I am now reviewing my draft project proposal for the 3rd year and found it didn’t clarify anything for me, so I need to re-write it.

I have used this time before term starts again to do practical work in my own time and see where I go without the feedback from college.

I am playing with the form of writing in 3 dimensions, this brings a fresh perspective to the writing. These may be just tools to enable thinking in a new direction, enable me to beat new paths through my writing that is restrained in 2D.

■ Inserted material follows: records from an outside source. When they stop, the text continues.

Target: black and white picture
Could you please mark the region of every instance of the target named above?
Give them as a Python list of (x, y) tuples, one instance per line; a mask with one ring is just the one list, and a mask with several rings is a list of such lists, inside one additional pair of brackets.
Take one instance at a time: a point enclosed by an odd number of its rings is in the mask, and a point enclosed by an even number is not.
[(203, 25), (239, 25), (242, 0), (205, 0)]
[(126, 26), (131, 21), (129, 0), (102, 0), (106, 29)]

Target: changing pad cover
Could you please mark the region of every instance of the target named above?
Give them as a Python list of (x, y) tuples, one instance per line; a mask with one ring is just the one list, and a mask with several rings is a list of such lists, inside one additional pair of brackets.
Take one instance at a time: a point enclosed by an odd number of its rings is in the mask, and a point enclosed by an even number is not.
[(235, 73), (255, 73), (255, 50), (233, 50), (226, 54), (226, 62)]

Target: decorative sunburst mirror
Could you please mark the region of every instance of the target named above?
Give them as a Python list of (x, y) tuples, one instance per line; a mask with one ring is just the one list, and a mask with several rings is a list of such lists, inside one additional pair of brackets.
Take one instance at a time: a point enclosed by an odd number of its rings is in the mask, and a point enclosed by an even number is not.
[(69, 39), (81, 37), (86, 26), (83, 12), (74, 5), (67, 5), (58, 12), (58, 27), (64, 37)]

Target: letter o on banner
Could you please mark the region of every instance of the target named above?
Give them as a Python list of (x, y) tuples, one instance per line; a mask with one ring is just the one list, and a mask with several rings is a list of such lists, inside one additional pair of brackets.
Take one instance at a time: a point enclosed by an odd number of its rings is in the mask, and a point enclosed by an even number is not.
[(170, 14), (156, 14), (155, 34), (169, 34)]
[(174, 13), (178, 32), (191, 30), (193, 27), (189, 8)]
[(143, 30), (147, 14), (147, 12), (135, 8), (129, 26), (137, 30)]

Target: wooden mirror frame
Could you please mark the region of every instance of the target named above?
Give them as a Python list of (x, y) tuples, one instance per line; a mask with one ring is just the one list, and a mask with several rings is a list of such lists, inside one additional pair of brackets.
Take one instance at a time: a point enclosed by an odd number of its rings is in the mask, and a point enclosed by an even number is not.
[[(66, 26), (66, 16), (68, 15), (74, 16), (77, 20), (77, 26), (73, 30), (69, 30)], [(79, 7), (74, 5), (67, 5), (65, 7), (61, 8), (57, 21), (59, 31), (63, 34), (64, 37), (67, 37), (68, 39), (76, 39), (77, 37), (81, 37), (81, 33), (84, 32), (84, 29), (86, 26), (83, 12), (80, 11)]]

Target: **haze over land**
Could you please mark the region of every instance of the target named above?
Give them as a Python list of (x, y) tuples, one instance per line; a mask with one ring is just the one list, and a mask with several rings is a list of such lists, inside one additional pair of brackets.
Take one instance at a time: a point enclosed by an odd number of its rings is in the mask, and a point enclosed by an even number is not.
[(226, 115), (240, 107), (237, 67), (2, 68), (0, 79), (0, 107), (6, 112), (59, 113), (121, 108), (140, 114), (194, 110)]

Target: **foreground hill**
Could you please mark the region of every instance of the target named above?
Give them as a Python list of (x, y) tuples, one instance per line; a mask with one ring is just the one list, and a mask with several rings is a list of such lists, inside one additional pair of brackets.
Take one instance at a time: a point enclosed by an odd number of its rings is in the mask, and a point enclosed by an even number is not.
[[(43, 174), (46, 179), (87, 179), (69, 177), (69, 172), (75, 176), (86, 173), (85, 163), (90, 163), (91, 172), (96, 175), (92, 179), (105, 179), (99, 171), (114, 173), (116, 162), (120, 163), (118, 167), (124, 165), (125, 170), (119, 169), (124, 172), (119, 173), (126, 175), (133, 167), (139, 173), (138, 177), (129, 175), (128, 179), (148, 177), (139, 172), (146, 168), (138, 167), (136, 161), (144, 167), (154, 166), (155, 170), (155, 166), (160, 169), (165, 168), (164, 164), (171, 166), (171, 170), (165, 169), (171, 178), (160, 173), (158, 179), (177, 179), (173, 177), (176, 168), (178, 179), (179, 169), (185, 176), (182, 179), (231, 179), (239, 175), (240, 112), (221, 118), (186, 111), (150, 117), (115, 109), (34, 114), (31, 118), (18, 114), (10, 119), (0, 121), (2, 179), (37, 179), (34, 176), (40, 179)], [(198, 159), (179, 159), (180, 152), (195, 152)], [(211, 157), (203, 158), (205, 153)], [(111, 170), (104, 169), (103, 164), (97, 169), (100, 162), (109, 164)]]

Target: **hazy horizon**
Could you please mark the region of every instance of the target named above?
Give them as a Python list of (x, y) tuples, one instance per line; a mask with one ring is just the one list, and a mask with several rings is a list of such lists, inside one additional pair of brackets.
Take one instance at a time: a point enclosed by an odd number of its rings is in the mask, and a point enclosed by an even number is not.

I had started this with ‘Wood for the Trees’. I am now considering that piece to be a kind of art-life meeting place. To me the piece takes on different meanings easily; for instance: the strips of writing standing up represent people, with the ones in the centre having much connecting them to the people around them, and then there are the ones at the edges who are possibly lonely and not mixing with others much through choice or not. To me, being in the centre is bliss, with self-chosen times of solitude to replenish my equilibrium.

Is this weird? Probably, but I do find I have many interpretations for this 3D piece, whereas my 2D ones have one explaination to me.

I find the story in the 3D piece captivating. Perhaps it’s the possibility of a story and relatable experiences.


The past few months have been building up to the h. Art Young Open exhibition in Hereford. Now the work is hung I can step back a little and consider my work (and the other 25 artists) while stewarding.

I’ve started painting small pieces on calico, stretched around a small circular piece of wood and I have been writing (roughly) legibly on this surface, my observations – my multi-sensory ‘listening’.

I am disappointed with the results – but then I shouldn’t believe that it would turn out any differently. I am trying to describe verbally, that which needs much more than words to get across. Words are dull, I find, when used in this way – a poor substitute for experience.

I’m finding the results dull:

– it doesn’t evoke the experience

– I am itching to add colour/ form

-using words is reductive

I want to find a more readable (in a non-verbal way) to convey listening.

I’m coming to the conclusion that my writing is more effective when illegible. Is this a cop out? I don’t think so – I reckon gestural writing has the potential to be more sensitive.